HELENA — The state's projected surplus still exceeds $500 million, the top legislative fiscal analyst told lawmakers Friday.
Terry Johnson said he is projecting an "ending fund balance" of $547 million at the end of the 2007 fiscal year, or next June. He said his information is based upon tax and revenue collections through June 28, just two days before the close of this fiscal year.
In even better news for lawmakers, Johnson said he predicts a stronger likelihood the projection will increase in coming months rather than decrease. Earlier projections had placed the ending fund balance at just about $500 million.

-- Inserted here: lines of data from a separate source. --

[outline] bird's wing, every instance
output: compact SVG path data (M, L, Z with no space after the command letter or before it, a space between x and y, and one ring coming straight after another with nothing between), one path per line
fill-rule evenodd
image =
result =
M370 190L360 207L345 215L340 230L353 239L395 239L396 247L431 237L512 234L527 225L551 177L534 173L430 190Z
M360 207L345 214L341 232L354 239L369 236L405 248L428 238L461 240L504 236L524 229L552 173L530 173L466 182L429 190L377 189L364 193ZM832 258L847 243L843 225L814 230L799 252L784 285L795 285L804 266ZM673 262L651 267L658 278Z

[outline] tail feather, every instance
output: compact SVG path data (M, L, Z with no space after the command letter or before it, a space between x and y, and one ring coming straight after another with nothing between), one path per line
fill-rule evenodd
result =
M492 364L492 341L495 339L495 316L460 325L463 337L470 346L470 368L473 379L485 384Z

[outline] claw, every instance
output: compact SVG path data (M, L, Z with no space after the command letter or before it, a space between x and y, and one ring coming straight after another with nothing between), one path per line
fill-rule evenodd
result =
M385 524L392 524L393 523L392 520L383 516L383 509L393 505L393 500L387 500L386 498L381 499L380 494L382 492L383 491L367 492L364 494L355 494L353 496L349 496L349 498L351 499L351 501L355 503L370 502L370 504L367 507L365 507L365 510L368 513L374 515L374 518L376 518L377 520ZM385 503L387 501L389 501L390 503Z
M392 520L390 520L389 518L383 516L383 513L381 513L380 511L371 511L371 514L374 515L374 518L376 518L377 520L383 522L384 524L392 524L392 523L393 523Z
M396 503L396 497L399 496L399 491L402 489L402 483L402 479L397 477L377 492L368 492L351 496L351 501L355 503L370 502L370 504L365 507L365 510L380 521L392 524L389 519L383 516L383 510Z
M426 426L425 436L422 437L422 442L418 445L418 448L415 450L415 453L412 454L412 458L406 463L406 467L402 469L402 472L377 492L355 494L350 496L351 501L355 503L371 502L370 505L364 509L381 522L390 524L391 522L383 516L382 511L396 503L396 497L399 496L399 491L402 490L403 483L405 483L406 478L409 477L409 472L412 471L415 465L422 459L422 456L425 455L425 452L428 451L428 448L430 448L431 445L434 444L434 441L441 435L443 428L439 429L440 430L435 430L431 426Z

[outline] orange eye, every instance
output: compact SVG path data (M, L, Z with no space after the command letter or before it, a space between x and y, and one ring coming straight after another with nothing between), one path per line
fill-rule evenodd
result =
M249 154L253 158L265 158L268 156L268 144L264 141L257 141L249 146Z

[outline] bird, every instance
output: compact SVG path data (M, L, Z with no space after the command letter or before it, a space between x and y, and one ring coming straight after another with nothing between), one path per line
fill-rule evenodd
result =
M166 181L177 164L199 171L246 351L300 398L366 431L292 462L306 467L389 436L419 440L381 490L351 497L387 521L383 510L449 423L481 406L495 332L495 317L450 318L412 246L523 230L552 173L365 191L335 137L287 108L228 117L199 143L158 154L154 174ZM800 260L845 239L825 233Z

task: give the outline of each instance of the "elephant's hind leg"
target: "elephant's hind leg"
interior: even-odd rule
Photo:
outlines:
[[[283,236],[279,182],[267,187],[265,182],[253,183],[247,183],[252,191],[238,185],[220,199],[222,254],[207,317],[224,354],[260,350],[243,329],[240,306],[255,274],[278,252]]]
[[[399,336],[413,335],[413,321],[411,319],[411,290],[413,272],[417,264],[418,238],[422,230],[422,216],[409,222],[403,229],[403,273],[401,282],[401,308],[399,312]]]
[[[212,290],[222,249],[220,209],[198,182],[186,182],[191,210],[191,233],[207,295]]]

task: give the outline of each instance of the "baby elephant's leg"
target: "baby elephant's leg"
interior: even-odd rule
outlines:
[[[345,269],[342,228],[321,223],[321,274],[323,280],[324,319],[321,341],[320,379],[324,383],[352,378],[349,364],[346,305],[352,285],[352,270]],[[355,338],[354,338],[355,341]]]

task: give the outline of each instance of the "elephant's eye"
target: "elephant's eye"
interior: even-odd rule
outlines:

"Bottom line, when you take this all into account … you have the potential of ending the 2007 biennium with a balance of $547 million," Johnson told the Revenue and Transportation Committee on Friday. "It's a rather substantial amount, by far the largest balance in my tenure with state government, and I have been here a long time."
The governor and lawmakers have already been making plans how to spend the money.
Gov. Brian Schweitzer recently unveiled a plan to send property tax rebates of about $400 to Montana residents who own homes. The offer, which would cost about $100 million, excludes nonresidents and large corporations.
The governor has also said the state expects to spend more money on education, although he has said the state will do so voluntarily and not because of an ongoing school funding lawsuit. The state filed court papers this week saying the lawsuit is "moot" after funding increases last year.
At the same time, Schweitzer has cautioned lawmakers against making plans to spend all of the projected excess, citing the state's need to put money into a pension system that has a projected deficit in excess of $1 billion.
Republicans have proposed tax cuts of their own, including a property tax cut.
The issue of how to spend the surplus is becoming a hot topic on the campaign trail, as Republicans vie to take back control of the Legislature.
"Our economy is booming in Montana, and we're taking in more tax revenue than we need. The economic growth we've experienced over the last decade and the tax revenue is set to continue into the future," Sen. Corey Stapleton, R-Billings, said. "The taxpayers deserve that money back in the form of permanent property tax reform and relief."
Johnson said he expects a better projection in September when all the tax collections for the 2006 fiscal year have been tallied.
The 2007 Legislature will have to decide if the uptick in collections will continue for the following two year spending period, which ends in 2009. Johnson said it is hard to predict, especially since much of the current increase is based on more tax revenue from oil and gas due to rising prices in that sector.